Code for A. A. Patil, J. Bovy, G. Eadie, and S. Jaimungal, "Functional Data Analysis for Extracting the Intrinsic Dimensionality of Spectra: Application to Chemical Homogeneity in the Open Cluster M67", The Astrophysical Journal. 926, 51 (2022) ADS

AUTHOR

Main author: Aarya A. Patil

CITING THIS CODE

Aarya A. Patil et al. 2022 ApJ 926 51

INTRODUCTION

We apply Functional Principal Component Analysis (FPCA) to a large sample of APOGEE giants to extract the spectral structure instrinsic to the stars embedded in systematics, and determine its dimensionality. We then apply our Functional Principal Components (FPCs) to constrain chemical homogeneity in open cluster M67. This proves that the FPCs incorporate abundance information, and in turn helps validate chemical tagging. Thus, we have the opportunity to perform chemical tagging in the instrinsic spectral structure defined by our FPCs, which likely has information beyond a limited number of error-prone model-derived abundances.

fpca

One of the main contributions of this code is fpca.py, a general-purpose python module for performing FPCA. fpca is currently not yet available on PyPI, but it can be used by downloading the source code or cloning the GitHub repository and importing the module as follows:

from fpca import Fpca

fpca_train_dat = Fpca(data, 50, phi=basis, xerr=data_err)
fpca_train_dat.alpha_regression()
fpca_train_dat.solve_eigenproblem()

print(fpca_train_dat.psi_cap_t, fpca_train_dat.perc_var)

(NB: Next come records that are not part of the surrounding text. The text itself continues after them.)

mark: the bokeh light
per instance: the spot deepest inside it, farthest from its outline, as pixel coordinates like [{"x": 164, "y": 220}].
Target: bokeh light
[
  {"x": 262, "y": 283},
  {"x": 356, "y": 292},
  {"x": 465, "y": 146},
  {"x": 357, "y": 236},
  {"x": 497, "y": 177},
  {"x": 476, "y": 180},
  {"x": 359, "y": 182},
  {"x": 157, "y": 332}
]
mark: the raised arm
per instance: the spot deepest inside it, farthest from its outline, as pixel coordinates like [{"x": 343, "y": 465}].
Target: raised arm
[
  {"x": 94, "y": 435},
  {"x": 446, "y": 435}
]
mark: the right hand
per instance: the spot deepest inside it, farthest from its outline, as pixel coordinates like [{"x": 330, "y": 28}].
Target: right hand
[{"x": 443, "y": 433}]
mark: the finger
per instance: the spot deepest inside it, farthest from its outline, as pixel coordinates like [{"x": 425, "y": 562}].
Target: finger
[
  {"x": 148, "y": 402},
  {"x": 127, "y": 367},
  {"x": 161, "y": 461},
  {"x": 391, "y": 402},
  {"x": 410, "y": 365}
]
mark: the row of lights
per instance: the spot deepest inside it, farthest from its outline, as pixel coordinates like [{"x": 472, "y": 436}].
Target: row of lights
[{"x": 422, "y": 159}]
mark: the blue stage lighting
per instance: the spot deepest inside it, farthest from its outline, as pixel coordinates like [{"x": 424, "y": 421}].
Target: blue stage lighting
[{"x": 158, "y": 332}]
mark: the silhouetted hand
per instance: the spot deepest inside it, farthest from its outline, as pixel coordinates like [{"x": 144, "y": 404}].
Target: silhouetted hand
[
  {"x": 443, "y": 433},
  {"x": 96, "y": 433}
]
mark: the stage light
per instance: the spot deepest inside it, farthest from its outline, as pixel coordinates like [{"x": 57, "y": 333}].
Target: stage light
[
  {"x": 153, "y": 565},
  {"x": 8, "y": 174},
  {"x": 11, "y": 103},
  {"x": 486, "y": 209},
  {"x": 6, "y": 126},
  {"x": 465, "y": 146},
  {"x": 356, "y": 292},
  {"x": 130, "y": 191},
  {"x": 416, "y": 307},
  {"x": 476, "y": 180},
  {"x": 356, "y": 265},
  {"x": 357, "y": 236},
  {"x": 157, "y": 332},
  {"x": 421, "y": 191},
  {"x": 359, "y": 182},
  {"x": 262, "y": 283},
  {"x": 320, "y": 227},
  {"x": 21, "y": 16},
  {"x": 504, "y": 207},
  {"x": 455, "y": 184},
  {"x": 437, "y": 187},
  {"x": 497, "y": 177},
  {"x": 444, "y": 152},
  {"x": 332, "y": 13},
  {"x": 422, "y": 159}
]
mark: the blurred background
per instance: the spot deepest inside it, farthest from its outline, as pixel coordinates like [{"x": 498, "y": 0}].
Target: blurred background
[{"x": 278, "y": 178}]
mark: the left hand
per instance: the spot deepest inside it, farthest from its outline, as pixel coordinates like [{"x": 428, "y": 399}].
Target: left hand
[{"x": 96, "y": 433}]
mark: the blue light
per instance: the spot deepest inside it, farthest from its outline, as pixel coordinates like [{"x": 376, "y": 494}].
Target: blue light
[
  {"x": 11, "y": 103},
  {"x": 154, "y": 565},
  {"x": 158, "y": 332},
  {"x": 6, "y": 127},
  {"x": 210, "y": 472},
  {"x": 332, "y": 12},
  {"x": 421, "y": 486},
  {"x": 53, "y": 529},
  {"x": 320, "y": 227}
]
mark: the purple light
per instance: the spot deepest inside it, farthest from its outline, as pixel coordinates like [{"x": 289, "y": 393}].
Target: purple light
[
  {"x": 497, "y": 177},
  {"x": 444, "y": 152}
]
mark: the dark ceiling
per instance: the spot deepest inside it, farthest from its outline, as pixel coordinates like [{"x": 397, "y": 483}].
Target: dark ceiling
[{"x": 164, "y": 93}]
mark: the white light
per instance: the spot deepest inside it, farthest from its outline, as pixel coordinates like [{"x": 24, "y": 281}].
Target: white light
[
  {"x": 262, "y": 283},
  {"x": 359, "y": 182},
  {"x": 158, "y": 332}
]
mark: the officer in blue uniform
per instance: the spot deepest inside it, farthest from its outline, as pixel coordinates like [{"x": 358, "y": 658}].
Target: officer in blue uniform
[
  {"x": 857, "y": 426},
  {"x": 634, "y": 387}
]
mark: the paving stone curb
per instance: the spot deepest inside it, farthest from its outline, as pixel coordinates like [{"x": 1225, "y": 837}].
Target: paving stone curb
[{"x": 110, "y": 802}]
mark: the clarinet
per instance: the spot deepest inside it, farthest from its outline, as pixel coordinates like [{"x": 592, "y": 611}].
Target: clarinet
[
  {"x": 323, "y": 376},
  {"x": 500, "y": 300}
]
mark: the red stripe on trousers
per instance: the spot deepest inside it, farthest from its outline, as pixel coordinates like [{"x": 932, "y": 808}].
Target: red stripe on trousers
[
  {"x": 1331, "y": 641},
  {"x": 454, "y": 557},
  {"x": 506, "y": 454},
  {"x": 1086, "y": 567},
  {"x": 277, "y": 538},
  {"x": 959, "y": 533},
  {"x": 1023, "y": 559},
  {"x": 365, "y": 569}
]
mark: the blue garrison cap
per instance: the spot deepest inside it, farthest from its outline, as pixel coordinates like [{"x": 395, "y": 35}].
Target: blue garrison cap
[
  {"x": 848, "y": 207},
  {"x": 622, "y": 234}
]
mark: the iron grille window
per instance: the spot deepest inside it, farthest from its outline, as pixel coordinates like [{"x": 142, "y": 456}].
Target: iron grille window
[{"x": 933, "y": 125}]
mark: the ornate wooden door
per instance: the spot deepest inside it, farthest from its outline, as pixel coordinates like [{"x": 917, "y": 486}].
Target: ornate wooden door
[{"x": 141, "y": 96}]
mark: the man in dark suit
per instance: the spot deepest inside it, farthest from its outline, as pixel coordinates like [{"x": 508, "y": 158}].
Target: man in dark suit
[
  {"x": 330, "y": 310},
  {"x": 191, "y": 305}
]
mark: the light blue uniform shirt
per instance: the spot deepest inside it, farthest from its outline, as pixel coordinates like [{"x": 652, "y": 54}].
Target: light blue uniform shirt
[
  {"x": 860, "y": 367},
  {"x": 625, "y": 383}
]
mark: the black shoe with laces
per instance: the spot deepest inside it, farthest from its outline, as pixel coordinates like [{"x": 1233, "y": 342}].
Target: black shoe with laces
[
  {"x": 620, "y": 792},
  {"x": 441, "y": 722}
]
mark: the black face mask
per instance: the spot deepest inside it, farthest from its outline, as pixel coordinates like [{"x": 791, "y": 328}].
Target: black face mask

Here data and data_err represent the data you want to perform FPCA on and its error. 50 represents the number of basis functions. basis represents the basis functions you want to use; by deafult these are Legendre Polynomials. alpha_regression() provides the coefficients of regression for generating the functional approximation of data, whereas solve_eigenproblem provides FPCs.

Refer to the notebook fpca_test.ipynb to understand the basics of FPCA and the usage of fpca.

delfiSpec

delfiSpec is a module that provides useful functions to read, process and simulate APOGEE spectra.

This builds on top of apogee.

apogee_fpca

Code to compute FPCs of the APOGEE giants.

apogee_SNL

Code to perform Sequential Neural Likelihood on M67 APOGEE giants for inference of stellar parameters and abundances.

This requires pydelfi.

hierarch_t_distribution

Computing hierarchical distributions using the method Hogg, 2010 to constrain chemical homogeneity in M67.

gen_plots_tables

Code to generate plots and tables in the paper.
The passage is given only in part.